What's the sweet spot?
So what's the right age to buy a long-term care policy that keeps premiums affordable while saving you money on total premiums paid over the life of the policy?
Sure, you could get a policy with a lower premium in your 40s or when you turn 50. But you'll likely be paying premiums for more than two decades before you file a claim.
Shopping for long-term care insurance
Long-term care insurance premiums are cheaper at a younger age. But shopping for a policy between 60 and 65, starting at age 55 for couples, may get you the best combination of monthly affordability and fewer total dollars spent.

People older than 70 file more than 95 percent of long-term care insurance claims, and nearly 7 in 10 claims are filed after age 81, the American Association for Long-Term Care Insurance reports.
But if you live in New Jersey and wait until age 70 to purchase a policy that pays $250 a day for a private room in a nursing home for up to two years, your monthly premium will more than double (about 130 percent of the bill for someone buying at age 50), according to Genworth's long-term care cost calculator.

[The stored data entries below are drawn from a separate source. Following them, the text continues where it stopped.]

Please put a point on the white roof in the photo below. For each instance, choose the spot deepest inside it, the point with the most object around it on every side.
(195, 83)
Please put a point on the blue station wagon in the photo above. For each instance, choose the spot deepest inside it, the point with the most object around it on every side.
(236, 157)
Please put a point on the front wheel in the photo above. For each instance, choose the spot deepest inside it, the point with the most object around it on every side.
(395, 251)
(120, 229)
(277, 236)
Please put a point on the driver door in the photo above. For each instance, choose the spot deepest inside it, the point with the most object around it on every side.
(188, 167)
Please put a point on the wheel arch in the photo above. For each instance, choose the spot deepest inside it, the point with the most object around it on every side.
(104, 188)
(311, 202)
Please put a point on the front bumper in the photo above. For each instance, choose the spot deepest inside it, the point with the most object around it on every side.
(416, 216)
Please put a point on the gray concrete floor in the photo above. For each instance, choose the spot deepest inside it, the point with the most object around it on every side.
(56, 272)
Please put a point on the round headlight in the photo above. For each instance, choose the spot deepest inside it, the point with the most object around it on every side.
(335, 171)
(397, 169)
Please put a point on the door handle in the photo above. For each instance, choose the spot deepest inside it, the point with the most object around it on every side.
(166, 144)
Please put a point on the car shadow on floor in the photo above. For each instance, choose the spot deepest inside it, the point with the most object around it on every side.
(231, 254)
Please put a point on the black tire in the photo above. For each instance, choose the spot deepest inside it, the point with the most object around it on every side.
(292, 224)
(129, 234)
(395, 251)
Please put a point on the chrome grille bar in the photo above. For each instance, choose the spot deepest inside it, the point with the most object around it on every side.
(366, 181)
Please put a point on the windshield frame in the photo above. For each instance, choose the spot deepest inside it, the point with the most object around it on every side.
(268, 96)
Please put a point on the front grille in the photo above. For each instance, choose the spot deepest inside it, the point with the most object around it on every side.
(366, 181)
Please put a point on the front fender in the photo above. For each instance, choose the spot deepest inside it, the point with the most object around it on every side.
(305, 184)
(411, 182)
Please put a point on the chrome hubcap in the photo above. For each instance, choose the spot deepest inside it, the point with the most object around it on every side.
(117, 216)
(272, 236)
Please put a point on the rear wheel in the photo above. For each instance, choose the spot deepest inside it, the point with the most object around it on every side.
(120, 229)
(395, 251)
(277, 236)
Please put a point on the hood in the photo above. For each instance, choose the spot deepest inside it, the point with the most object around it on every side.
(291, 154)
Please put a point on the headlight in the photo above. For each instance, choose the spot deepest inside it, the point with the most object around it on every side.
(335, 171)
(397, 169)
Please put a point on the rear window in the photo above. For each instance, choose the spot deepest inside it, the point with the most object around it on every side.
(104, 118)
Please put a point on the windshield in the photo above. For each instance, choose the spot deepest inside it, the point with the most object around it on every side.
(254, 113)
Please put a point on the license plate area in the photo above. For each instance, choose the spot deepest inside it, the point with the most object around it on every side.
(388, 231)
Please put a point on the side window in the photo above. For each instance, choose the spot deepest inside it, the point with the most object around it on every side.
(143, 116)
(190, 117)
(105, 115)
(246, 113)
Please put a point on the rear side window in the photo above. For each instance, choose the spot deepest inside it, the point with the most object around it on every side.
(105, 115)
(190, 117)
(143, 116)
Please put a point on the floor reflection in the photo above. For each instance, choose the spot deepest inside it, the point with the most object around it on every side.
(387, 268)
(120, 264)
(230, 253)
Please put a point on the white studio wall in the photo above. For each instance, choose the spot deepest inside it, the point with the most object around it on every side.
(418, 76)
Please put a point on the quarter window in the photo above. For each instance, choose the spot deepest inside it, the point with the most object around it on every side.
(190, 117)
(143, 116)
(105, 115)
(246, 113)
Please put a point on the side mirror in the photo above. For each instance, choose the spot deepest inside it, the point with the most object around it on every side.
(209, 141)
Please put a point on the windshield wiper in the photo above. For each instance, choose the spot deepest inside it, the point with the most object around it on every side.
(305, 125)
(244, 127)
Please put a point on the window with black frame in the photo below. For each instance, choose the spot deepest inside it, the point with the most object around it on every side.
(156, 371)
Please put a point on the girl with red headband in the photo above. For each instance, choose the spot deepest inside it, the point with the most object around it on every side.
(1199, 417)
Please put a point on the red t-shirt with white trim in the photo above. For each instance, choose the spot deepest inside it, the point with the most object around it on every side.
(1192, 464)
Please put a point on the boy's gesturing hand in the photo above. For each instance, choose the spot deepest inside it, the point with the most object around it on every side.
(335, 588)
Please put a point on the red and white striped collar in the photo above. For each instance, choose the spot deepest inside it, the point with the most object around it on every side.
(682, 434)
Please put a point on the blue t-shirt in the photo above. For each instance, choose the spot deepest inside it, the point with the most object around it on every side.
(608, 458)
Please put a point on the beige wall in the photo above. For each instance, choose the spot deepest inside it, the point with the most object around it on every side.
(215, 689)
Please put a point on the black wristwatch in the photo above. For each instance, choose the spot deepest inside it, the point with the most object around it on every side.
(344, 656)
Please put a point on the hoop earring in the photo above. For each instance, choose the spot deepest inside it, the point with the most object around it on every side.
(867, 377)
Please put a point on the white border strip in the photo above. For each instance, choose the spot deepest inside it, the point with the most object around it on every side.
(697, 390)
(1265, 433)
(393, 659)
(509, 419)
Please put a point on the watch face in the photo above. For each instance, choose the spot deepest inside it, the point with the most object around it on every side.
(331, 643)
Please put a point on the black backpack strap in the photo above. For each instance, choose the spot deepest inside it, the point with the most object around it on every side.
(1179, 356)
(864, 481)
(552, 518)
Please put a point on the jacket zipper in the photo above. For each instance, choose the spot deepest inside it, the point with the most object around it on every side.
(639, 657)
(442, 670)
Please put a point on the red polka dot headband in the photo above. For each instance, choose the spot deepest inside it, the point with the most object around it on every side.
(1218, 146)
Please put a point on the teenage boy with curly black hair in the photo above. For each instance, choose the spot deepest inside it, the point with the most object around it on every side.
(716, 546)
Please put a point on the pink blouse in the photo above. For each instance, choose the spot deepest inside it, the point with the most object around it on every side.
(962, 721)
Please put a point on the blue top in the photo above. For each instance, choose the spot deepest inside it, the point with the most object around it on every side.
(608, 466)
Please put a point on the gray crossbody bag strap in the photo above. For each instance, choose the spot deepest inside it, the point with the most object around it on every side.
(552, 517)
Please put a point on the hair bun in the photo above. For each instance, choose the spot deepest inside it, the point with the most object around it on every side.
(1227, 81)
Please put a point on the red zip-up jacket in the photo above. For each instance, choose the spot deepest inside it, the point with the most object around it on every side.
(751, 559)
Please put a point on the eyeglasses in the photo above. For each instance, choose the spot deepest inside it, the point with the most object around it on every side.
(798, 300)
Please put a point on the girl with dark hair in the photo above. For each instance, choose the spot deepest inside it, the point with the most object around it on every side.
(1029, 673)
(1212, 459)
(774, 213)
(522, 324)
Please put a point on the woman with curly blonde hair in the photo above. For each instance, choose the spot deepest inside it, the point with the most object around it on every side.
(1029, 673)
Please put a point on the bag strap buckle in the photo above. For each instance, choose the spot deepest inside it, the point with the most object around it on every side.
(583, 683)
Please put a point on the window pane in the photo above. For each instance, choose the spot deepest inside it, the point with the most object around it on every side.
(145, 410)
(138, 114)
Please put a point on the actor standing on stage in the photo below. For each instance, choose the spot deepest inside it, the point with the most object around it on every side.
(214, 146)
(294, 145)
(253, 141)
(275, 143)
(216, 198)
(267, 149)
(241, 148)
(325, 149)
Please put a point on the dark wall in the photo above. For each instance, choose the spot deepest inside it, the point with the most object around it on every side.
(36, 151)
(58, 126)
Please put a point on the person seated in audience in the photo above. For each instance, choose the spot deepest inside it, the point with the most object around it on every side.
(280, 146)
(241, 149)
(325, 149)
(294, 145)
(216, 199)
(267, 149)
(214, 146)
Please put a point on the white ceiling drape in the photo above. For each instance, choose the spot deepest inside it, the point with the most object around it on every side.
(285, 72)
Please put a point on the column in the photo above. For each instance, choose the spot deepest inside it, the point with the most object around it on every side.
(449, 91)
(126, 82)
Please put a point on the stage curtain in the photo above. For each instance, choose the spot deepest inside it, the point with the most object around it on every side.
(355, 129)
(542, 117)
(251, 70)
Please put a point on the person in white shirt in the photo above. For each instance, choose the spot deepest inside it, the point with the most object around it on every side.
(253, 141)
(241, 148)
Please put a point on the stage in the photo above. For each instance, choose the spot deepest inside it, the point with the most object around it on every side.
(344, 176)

In this example, if a man alone got a policy at age 50, then the premium to receive $182,500 in covered benefits for a claim at 79 — the average age for filing a claim, according to the long-term care insurance group — would be $56,278, based on a monthly premium of $161.72. Waiting until 70 would mean a monthly premium of $370.88.
A woman pays more every step of the way when she's not part of a couple — as little as $43 more a month at age 50 and as much as $145 more at 70.
Rates for couples of the same age, no matter what gender, are less than double for the man alone.